In 1931 when the area was declared a national park they only had 11 elephants . Now they have somewhere in the region of 600 and we were lucky enough to see 50-60 of them! We drove ourselves around using a map provided by the park which sets out the tracks you can drive and lookout points. You are allowed to leave your car only at these lookout points but at your own risk. You are on the animals’ turf and there is nothing stopping a lion coming to say hello when you are trying to take a photo of the scenic view! We spent 7 hours, in a sweltering 38 degrees, driving around pretty much every track there is looking out for animals and stopping to take photos and videos once we found them. My favourites were the elephants, zebras and warthogs. It cost about R500 in park entrance fees for the two of us. There are guided tours or your can hire a guide to come in your car with you for an extra fee, but I don’t feel that it’s necessary as we saw a lot of wildlife on our own.
After leaving Addo we headed back to the Garden Route and travelled west, planning to stop at some places that we missed out first time round. We stopped for a couple of nights at Keurbooms Lagoon Caravan Park, just outside of Plettenberg Bay. The weather was a little grey so we visited the tourist attractions of Jukani and Monkeyland. Jukani was like a retirement home for cats that had been rescued from various circus’, zoos and private collections over the years. There were lions, tigers, cheetahs, leopards, pumas, etc etc. which whilst it was nice to see the various cats they didn’t have the biggest of enclosures and were all a little lethargic.
Monkeyland on the other hand was full of energy. You enter into one huge enclosure that encompasses the whole forest. There are what felt like hundreds of monkeys, with many different species from around the world, all living together in harmony (apparently!). It was great to see them all chasing each other round and swinging from tree to tree. They looked like they were having a great time and I’m not sure who felt more of the tourist attraction us or the monkeys!
To cap off our rather touristy day we went for lunch in town at a lovely Portuguese/Mozambique restaurant called LM in Plett. The garlicy prawns and slow cooked bbq rib combo was really nice and as per all other Portuguese restaurants I’ve been to in the past the portions were huge!

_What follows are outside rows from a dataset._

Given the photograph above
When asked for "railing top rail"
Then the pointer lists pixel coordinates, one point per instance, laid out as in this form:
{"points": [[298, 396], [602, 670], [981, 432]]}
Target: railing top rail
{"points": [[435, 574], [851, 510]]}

The following day we drove to Mossel Bay and stayed at Dibiki Caravan Park, just outside of Mossel Bay near a town called Hartenbos. We took a drive into Mossel Bay as we’d heard that it was a lovely place. As we drove through town I noticed that we were driving along a road named Bland Street. For me it couldn’t have been named any better! We did a circuit of town and then left to drink wine in the van back at the campsite!
Our final day on the Garden Route was spent at Botlierskop Private Game Reserve, 20 minutes drive or so from Mossel Bay. It was a 3 hour long guided game drive which was really informative. There is a vast range of wildlife, including rhinos, lions, buffalo, zebra and many different species of dear. It was great to see the rhinos and lions that we weren’t able to spot whilst driving around the Addo Elephant National Park. At around R450 per person it was a little bit pricey for our budget but in my eyes it was well worth being able to see these amazing animals roaming around the countryside.